If you took its rhetoric at all seriously, you would probably be surprised at the fact that the far right, which campaigns vigorously on “law and order” issues, regularly shows itself quite unconcerned about criminality in its own ranks. The adulation of convicted felon Donald Trump is only the most obvious instance.
When you realise that being “tough on crime” is really about persecution of young people and racial minorities, the mystery goes away. Actual crime isn’t the issue; it’s just code for a culture war.
And so in France, the conviction this week of Marine Le Pen, leader of the far-right National Rally, on charges of embezzling public money to fund party activity, has left most of her partisans unperturbed. They are happy to accept her claims of political persecution rather than seeing it as – in the words of Megan Clement, whose account in Crikey is particularly good – “essentially a straightforward conviction for systematic corruption.”

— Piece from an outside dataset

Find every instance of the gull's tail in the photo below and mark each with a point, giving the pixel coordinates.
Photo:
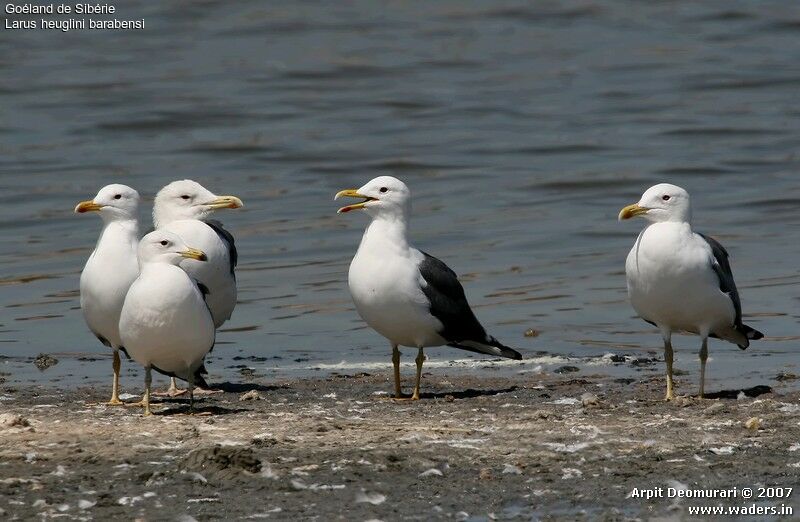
(750, 334)
(740, 335)
(489, 347)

Le Pen’s scheme was unusually brazen and comprehensive, but it would be wrong to think that this sort of thing is out of the ordinary in France. Far left leader Jean-Luc Mélenchon received a suspended sentence in 2019 for having shoved a police officer during investigation of a similar operation by his party. Centre-right presidential candidate François Fillon was embroiled in a similar scandal in 2017, for which he was eventually convicted of fraud and sentenced to prison (he remains free on appeal). And officials from centrist party MoDem were convicted of the same thing just last year, although their leader and now prime minister François Bayrou was acquitted.
So it’s perhaps no surprise that both Mélenchon and Bayrou, despite their political differences with Le Pen, expressed concern about her conviction. President Emmanuel Macron, on the other hand, was less forgiving, commenting that “the law is the same for everyone.”

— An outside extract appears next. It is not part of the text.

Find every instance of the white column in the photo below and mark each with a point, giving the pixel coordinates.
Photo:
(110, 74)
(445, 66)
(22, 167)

I wrote about this back in 2018, when the investigation of National Rally was already under way, and compared it to the scheme perpetrated by the Labor government of Daniel Andrews in Victoria – known as the “red shirt” scandal. No-one was ever charged in that; while on a smaller scale, it was the same basic idea as Le Pen’s scheme, diverting public employees to party purposes.
On one level that’s ironic, since Andrews was a particular hate figure for exactly the sort of people who uncritically support Trump and Le Pen. But that merely confirms that the practice is widespread: I was a minor participant in a similar scheme perpetrated by the Liberal Party back in the 1990s, as I later revealed in the Age. The legality of such schemes in Australia is uncertain, but that’s cold comfort for the taxpayers. To again quote Michael Kinsley, “the scandal isn’t what’s illegal; the scandal is what’s legal.”

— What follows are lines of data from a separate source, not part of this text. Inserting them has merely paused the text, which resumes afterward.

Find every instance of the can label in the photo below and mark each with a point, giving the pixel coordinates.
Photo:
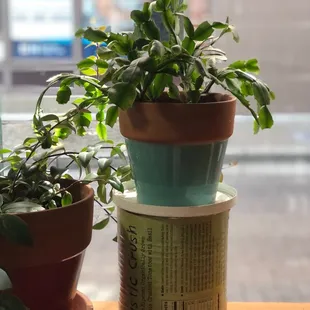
(172, 263)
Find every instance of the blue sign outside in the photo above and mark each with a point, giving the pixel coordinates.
(44, 49)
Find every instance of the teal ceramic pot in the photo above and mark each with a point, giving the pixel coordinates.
(176, 151)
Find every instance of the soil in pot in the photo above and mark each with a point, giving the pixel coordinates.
(177, 150)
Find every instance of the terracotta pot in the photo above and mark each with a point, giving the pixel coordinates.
(45, 276)
(169, 122)
(177, 150)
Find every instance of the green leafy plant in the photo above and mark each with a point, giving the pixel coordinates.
(139, 67)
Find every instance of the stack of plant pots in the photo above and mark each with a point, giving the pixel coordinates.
(173, 226)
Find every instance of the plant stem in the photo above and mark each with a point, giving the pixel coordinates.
(209, 86)
(169, 26)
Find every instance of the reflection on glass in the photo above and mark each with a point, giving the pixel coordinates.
(114, 14)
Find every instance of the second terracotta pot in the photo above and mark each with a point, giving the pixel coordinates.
(46, 275)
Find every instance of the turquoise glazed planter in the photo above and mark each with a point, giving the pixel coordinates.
(176, 151)
(176, 175)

For the National Rally it might seem to be a win-win situation. Its leadership can claim victim status, just as Trump did, and as an anti-establishment party it also benefits from the perception that the whole political class is corrupt. But it’s not clear that the swinging voters it needs to attract will see it that way. Unless this week’s judgement is overturned, Le Pen will be ineligible for the 2027 presidential election, and with Macron also unable to run again the field is wide open.
Bayrou, however, faces a more urgent problem than that. National Rally had supported his government in a vote of confidence to pass his budget a few weeks ago, and although strictly speaking he had a majority without its votes, open hostility from the far right would make his government’s life very difficult. The position of the Socialist Party, itself deeply divided on how to deal with Bayrou, will become even more critical.
For the rest of us, it’s a reminder that the far right’s promise to “drain the swamp” is deeply dishonest, and that clean government and impartial justice are vital weapons in the defence of democracy.